March 3 – March 9, 2015

Supreme Court Hears Legal Challenge to Tax Credits in the Federally Facilitated Marketplace: On March 4, the Supreme Court heard oral arguments in King v. Burwell, a case that will decide whether enrollees in states with federally facilitated marketplaces (FFM) are allowed to receive premium tax credits under the Affordable Care Act (ACA). Current enrollees will continue to receive financial help as the judicial process continues, with a decision not expected until late June.

Update on Marketplace Enrollment: On March 10, the Department of Health and Human Services (HHS) announced that nearly 11.7 million people were enrolled in marketplace coverage nationwide as of February 22. The full report also breaks down enrollment numbers by state. 

New Projections Estimate ACA Will Cost 11 Percent Less: On March 9, the Congressional Budget Office (CBO) published updated baseline budget projections, including new estimates of the health coverage expansion under the ACA. Due to lower-than-expected premiums and new information on pre-2014 employer-sponsored and public coverage, over the next ten years, CBO projects that the ACA’s spending-related provisions will cost $142 billion less than CBO had estimated in January 2015 (an 11 percent decrease). CBO projects that 90 percent of nonelderly Americans will have insurance by 2017, including 24 million individuals who will have coverage because of the ACA.
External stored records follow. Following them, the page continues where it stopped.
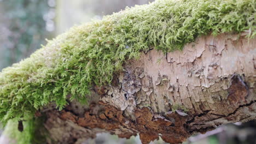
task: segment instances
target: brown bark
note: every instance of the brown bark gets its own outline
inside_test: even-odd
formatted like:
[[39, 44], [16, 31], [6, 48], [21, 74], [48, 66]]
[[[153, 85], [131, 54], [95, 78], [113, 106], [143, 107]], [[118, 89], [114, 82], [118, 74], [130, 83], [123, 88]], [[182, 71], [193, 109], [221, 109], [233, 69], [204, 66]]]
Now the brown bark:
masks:
[[182, 51], [142, 53], [112, 85], [95, 87], [89, 106], [72, 101], [61, 111], [42, 110], [50, 139], [80, 143], [108, 131], [139, 134], [143, 143], [159, 136], [178, 143], [194, 133], [255, 119], [256, 39], [246, 35], [202, 36]]

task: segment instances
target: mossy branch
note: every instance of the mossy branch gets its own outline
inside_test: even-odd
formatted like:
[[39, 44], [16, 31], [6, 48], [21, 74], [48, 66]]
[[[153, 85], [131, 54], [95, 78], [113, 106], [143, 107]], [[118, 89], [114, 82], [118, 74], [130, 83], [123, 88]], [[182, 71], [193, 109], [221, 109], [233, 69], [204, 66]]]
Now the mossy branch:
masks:
[[211, 33], [256, 35], [255, 0], [159, 0], [72, 28], [0, 74], [0, 119], [24, 119], [50, 102], [86, 102], [94, 85], [110, 83], [127, 59], [152, 46], [182, 50]]

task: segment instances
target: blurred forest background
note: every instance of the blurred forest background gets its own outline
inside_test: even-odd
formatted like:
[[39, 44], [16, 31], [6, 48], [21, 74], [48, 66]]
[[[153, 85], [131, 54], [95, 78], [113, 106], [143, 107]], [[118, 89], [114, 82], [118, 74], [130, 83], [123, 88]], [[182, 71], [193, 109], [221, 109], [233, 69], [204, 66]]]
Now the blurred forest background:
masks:
[[[75, 25], [101, 19], [126, 7], [153, 0], [0, 0], [0, 69], [28, 57], [41, 45]], [[256, 143], [256, 123], [220, 127], [185, 143]], [[0, 130], [0, 135], [2, 130]], [[100, 134], [84, 143], [141, 143]], [[152, 143], [165, 143], [161, 140]]]

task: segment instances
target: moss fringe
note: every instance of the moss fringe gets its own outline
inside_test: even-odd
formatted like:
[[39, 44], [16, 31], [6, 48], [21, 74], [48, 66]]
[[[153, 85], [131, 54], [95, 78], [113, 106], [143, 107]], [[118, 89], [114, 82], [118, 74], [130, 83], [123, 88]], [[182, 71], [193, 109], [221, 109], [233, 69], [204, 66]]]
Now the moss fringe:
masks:
[[165, 52], [210, 32], [256, 35], [255, 0], [158, 0], [75, 26], [0, 73], [0, 120], [22, 120], [51, 101], [86, 101], [126, 60], [149, 47]]

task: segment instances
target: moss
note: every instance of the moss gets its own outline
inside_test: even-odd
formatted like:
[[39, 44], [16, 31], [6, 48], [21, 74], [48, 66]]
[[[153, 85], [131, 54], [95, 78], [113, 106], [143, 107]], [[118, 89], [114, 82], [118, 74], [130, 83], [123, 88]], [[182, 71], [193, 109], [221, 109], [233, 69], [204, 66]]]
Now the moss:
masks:
[[32, 118], [23, 121], [24, 130], [22, 132], [18, 130], [18, 122], [10, 120], [6, 125], [3, 134], [11, 138], [13, 140], [11, 142], [13, 142], [14, 144], [45, 143], [46, 137], [40, 133], [44, 133], [45, 130], [43, 127], [42, 127], [44, 119], [42, 117], [40, 119]]
[[159, 0], [74, 27], [2, 70], [0, 119], [26, 119], [51, 101], [61, 109], [68, 94], [85, 103], [92, 85], [110, 83], [126, 60], [152, 46], [182, 50], [210, 33], [249, 30], [252, 38], [255, 5], [255, 0]]

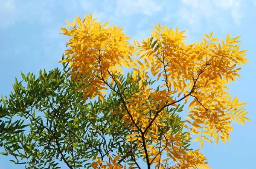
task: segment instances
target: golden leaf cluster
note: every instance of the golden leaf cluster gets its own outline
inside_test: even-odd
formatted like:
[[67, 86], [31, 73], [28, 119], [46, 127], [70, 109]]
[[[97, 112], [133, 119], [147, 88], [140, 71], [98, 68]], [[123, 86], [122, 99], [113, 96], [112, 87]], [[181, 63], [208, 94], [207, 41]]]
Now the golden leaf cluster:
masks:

Federal Report on FFM Management and Oversight Released: On March 4, the U.S. Government Accountability Office (GAO) released a report evaluating how the Centers for Medicare and Medicaid Services (CMS) has implemented the FFM. The report covers the steps CMS has taken since the launch of HealthCare.gov to address problems and create a better online enrollment platform. Its recommendations include clarifying technical requirements prior to development, improving systems testing, and strengthening oversight.

New Outreach and Education Fact Sheets From CMS: To help consumers get ready to enroll in or renew marketplace coverage, CMS has created a new checklist of the information that they will need during the sign-up process. Another new fact sheet for consumers explains the marketplace plan-quality star-rating system that will be in place by the fall of 2016. These star ratings, on a scale of 1-5, will aim to help shoppers compare marketplace plans based on different quality measures, such as how easy it is to access care or get answers from the insurer’s customer service line.

State-Based Marketplace Updates:

  • Oregon: The governor of Oregon signed legislation that will dissolve Cover Oregon as an independent entity and transfer its functions to the Department of Consumer and Business Services. The state will continue to use the HealthCare.gov platform as an enrollment portal.
  • Vermont: The Vermont Health Connect online system that consumers will use to update their personal information is supposed to be operational by the end of May. In the meantime, the  marketplace is continuing to process enrollees’ reported changes in circumstances by hand.